Adhering to a budget and maintaining healthy financial habits are two ways to chip away at your debt. There are also more strategic approaches to debt repayment that can help.
For instance, you can put as much money as possible toward paying off your smallest debt and, at the same time, consistently pay off the minimums on your other debts. This method is called the “snowball,” and, depending on your financial situation, it could benefit you in both the short and long term.
Other Debt-Relief Options
There are other debt-relief options that you may not know about. If you qualify for a debt relief program such as a debt consolidation program (DCP), it can help you pay off two or more of your unsecured debt.

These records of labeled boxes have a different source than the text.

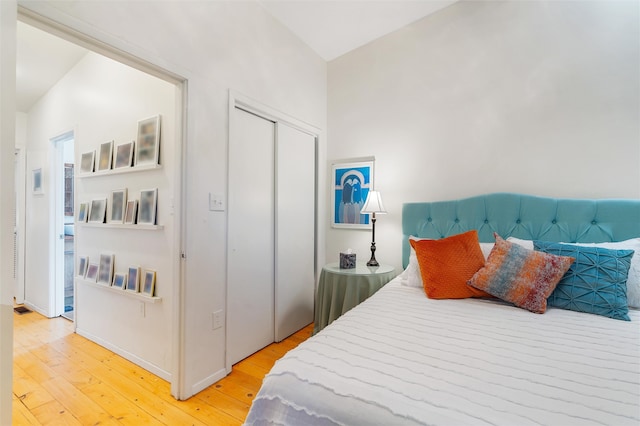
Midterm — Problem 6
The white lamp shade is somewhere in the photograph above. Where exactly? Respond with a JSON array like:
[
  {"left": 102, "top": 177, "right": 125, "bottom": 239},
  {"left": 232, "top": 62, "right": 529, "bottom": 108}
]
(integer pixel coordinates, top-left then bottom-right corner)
[{"left": 360, "top": 191, "right": 387, "bottom": 214}]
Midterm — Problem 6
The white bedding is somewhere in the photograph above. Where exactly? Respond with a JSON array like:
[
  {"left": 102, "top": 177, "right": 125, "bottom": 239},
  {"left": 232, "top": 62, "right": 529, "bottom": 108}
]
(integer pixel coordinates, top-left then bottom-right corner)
[{"left": 246, "top": 278, "right": 640, "bottom": 426}]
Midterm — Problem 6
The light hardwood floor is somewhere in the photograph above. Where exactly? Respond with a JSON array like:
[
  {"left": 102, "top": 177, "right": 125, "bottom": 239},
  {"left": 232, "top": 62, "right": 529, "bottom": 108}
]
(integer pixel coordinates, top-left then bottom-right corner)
[{"left": 13, "top": 312, "right": 313, "bottom": 426}]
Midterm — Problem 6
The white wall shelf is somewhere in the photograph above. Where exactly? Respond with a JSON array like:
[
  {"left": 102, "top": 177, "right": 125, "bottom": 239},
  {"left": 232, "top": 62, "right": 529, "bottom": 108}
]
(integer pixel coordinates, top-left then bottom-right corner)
[
  {"left": 77, "top": 222, "right": 164, "bottom": 231},
  {"left": 78, "top": 164, "right": 162, "bottom": 179},
  {"left": 76, "top": 277, "right": 162, "bottom": 303}
]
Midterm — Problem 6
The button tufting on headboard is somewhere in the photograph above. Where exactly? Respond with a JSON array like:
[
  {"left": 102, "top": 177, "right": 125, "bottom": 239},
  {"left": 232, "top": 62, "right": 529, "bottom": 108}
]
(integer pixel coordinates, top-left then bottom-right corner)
[{"left": 402, "top": 193, "right": 640, "bottom": 266}]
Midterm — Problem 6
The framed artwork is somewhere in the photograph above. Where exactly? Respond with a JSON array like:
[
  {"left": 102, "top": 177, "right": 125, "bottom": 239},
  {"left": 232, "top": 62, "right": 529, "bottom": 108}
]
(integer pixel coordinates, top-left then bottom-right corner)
[
  {"left": 113, "top": 141, "right": 135, "bottom": 169},
  {"left": 330, "top": 157, "right": 375, "bottom": 229},
  {"left": 135, "top": 115, "right": 160, "bottom": 166},
  {"left": 78, "top": 203, "right": 89, "bottom": 223},
  {"left": 125, "top": 266, "right": 140, "bottom": 293},
  {"left": 138, "top": 188, "right": 158, "bottom": 225},
  {"left": 80, "top": 151, "right": 96, "bottom": 173},
  {"left": 97, "top": 141, "right": 113, "bottom": 171},
  {"left": 109, "top": 188, "right": 127, "bottom": 223},
  {"left": 98, "top": 254, "right": 115, "bottom": 285},
  {"left": 113, "top": 273, "right": 127, "bottom": 290},
  {"left": 31, "top": 169, "right": 44, "bottom": 195},
  {"left": 124, "top": 200, "right": 138, "bottom": 225},
  {"left": 78, "top": 256, "right": 89, "bottom": 278},
  {"left": 85, "top": 263, "right": 98, "bottom": 282},
  {"left": 89, "top": 198, "right": 107, "bottom": 223},
  {"left": 140, "top": 269, "right": 156, "bottom": 297}
]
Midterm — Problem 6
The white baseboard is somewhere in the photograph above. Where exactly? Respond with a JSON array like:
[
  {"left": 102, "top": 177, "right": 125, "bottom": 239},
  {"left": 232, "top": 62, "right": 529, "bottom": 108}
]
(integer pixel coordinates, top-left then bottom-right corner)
[
  {"left": 188, "top": 368, "right": 227, "bottom": 397},
  {"left": 76, "top": 327, "right": 171, "bottom": 383}
]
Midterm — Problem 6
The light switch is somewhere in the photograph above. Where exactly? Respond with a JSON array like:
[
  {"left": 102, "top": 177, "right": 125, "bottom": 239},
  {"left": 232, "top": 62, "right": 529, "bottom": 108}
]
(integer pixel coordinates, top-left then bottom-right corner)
[{"left": 209, "top": 192, "right": 224, "bottom": 212}]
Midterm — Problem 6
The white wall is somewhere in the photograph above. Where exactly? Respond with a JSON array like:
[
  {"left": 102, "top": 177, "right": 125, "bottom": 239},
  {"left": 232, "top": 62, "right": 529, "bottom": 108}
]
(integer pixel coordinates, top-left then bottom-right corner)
[
  {"left": 327, "top": 1, "right": 640, "bottom": 271},
  {"left": 22, "top": 1, "right": 327, "bottom": 397},
  {"left": 25, "top": 53, "right": 177, "bottom": 378}
]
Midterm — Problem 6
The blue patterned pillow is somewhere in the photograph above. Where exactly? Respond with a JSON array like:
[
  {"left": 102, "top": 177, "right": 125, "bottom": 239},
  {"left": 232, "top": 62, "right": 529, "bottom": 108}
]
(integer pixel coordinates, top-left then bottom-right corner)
[{"left": 533, "top": 241, "right": 633, "bottom": 321}]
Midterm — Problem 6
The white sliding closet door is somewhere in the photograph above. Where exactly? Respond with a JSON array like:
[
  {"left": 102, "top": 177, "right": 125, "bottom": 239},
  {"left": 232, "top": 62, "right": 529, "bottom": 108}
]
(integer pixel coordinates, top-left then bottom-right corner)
[
  {"left": 275, "top": 123, "right": 316, "bottom": 342},
  {"left": 227, "top": 108, "right": 275, "bottom": 364}
]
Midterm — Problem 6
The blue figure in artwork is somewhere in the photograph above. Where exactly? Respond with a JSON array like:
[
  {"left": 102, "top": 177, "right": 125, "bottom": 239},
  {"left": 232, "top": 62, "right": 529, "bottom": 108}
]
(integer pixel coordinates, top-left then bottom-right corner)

DCPs are available to anyone who has unsecured debt they would like to pay off.
Another option is obtaining a debt consolidation loan. Keep in mind, however, that to qualify for a debt consolidation loan, you need to have good credit, whereas you don’t need good credit for a DCP.
Other debt-relief options include a consumer proposal, filing for bankruptcy, and registering with a debt settlement service, although the latter has a shady reputation; you should be wary.
DCPs stand apart from the other debt repayment options because when you enroll in a DCP through a non-profit credit counselling agency, you will work with a certified Credit Counsellor.
The job of a certified Credit Counsellor is to offer you an unbiased, confidential assessment of your finances and negotiate with your creditors to consolidate two or more of your unsecured debts into one lower monthly payment. They will also negotiate to stop or significantly reduce the interest on your debts.
Credit Counsellors help their customers develop healthy financial habits, plan for the future near and far, and better understand how money works.
A Certified Credit counsellor is there to guide you through every step of the debt repayment process.
Which Debt Repayment Option is Right for You?
Adhering to a financial budget and maintaining other healthy financial habits can benefit anyone financially, but whether a DCP, a consumer proposal, a debt consolidation loan, or another debt-relief option is right for you depends on your specific financial situation and goals.
What types of debt do you have? Where do you want to be in five years, ten, twenty years? What’s your credit score? Would you like to improve it?
These are some of the questions it’s important you ask yourself when deciding which debt relief option is right for you.
And the right debt relief program won’t just benefit you financially; it may also benefit your health and relationships.